Hugh Halloran writes: Re. “New editorial policies will save the ABC from bias and boredom” (yesterday, item 18). David Flint has no sense of irony, at least in the eyes of this squatter. “‘When it comes to politics, whether it be in current affairs, Media Watch or even comedy – those paid by the ABC remain concentrated in one part of the political spectrum”, he wrote yesterday. Let’s consider a slightly different perspective. “When it comes to criticising the ABC, whether it be through their weekly columns, speeches to like-minded souls, or letters to editors, those who do so remain concentrated in one part of the political spectrum.” Tell us David, which part of the political spectrum would that be?

Ian Yates writes: David Flint applauds the “conservative voice” on the ABC’s Insiders program but laments it is only 25% of the panel. I for one wouldn’t object if the panel was 50-50 but do we really have to have utter loonies of the right? There are plenty of intelligent conservatives without pandering to the shout-down-anyone-who-disagrees variety.

Michael de Angelos writes: Are Rudi Michelson’s attacks on the ABC via the Australian and Crikey (yesterday, comments), without once disclosing his Liberal Party connections, an example of the bias that would be ferreted out by Mark Scott’s new Stalinist style bureau?

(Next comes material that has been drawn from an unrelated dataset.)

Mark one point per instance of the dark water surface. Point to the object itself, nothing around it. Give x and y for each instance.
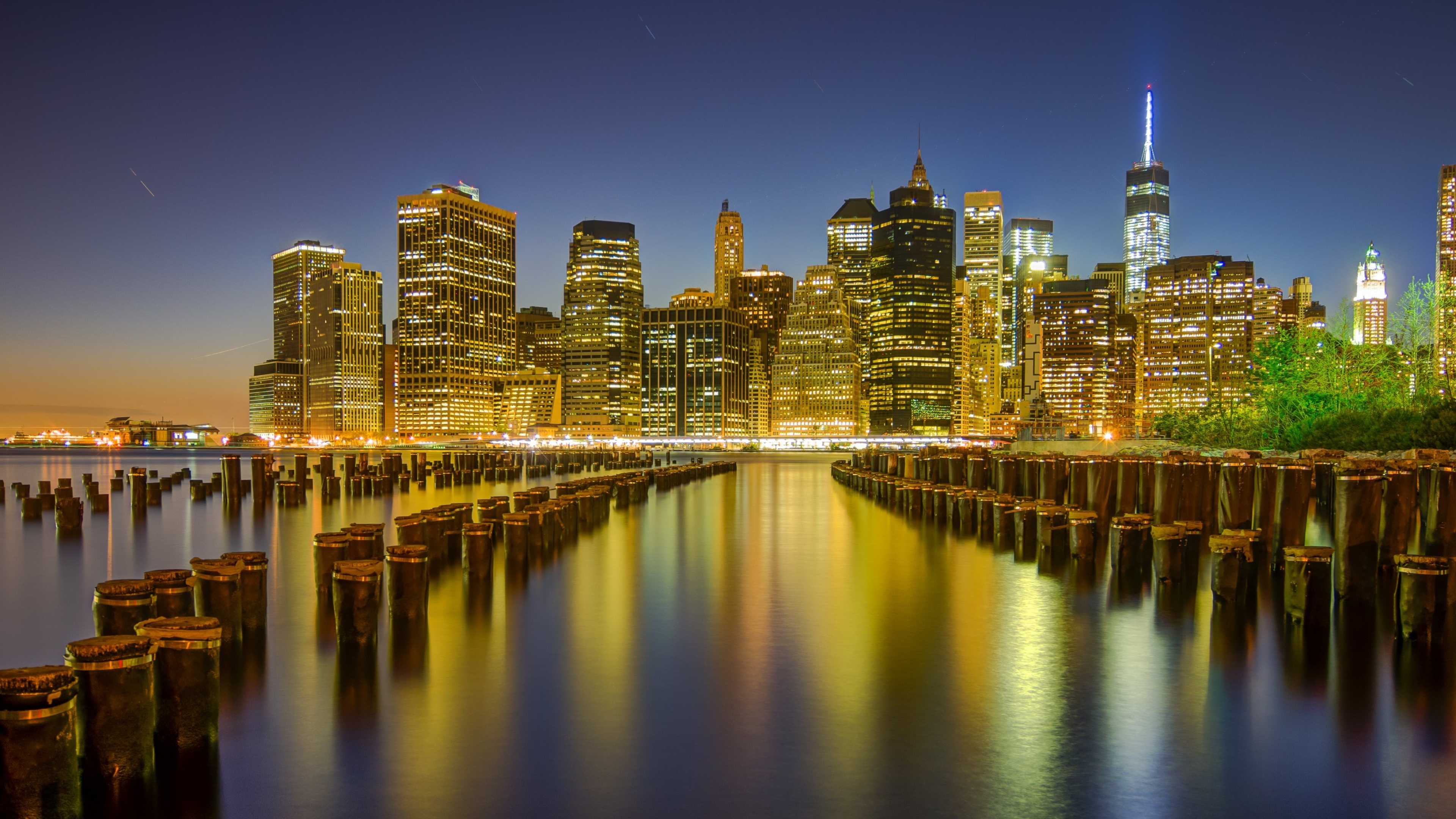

He goes so far as to accuse the hosts of The Movie Show as being lefties. What planet is he living on? At every stage of The Movie Show Margaret Pomeranz and David Stratton are quite obviously giving us their personal views of films. That’s actually the whole idea of the show. And does anyone really think Phillip Adams is really going foment a revolution from his lonely perch at Radio National? The lunatics have taken over the asylum.

Alex White writes: In response to Rudi Michelson’s comments regarding ABC bias: Rudi you asked Margaret to identify right wingers in the ABC. Let me answer that – the Board. The ABC doesn’t need right wingers because conservative views are held and voiced by News Ltd and 99% of talkback radio (with the exception of Mike Carlton). One of the reasons the ABC exists is to create diversity in Australian media – to shut down Dave Hughes, Media Watch or other ABC icons is to further homogenise the Australian media.

Ryan Heath writes: Nahum Ayliffe (yesterday, comments) misses the point in criticising the suspension (not the dismissal, as claimed) of Aishah Azmi, an English teaching assistant banned from wearing a full Islamic veil in the classroom. The issue isn’t about religious tolerance – it’s about whether small children needing to learn English at school can do that when they can’t see their teacher’s lips and facial expressions. Azmi was permitted to wear the niqab everywhere else but the classroom. Her obstinacy puts herself ahead of her pupils and it does so on the false premise that her faith requires her to dress in this way. The Koran says nothing of the sort and not even the Muslim Council of Britain supports her position.

Jay Walker, former Australian correspondent for High Times magazine, writes: What a shocking surprise in yesterday’s “unsubstantiated tips and rumours” that people at dance parties use illicit “pills and powder”, given their non-herbal roots in Acid House/rave culture. Who would have guessed? Perhaps the dobber might think twice about calling in the sniffer dogs if they knew the findings of the recent NSW Ombudsman’s report into the dogs’ effectiveness indicated that they get it wrong 75% of the time. So whenever you hear about people being publicly embarrassed, lined up outside a club, on the footpath, at the entrance to a Big Day Out, and subjected to a strip search and/or aggressive and sarcastic police interrogation on the basis of a guilty verdict already made by a sniffer dog, bear in mind that three out of four are not carrying any drugs.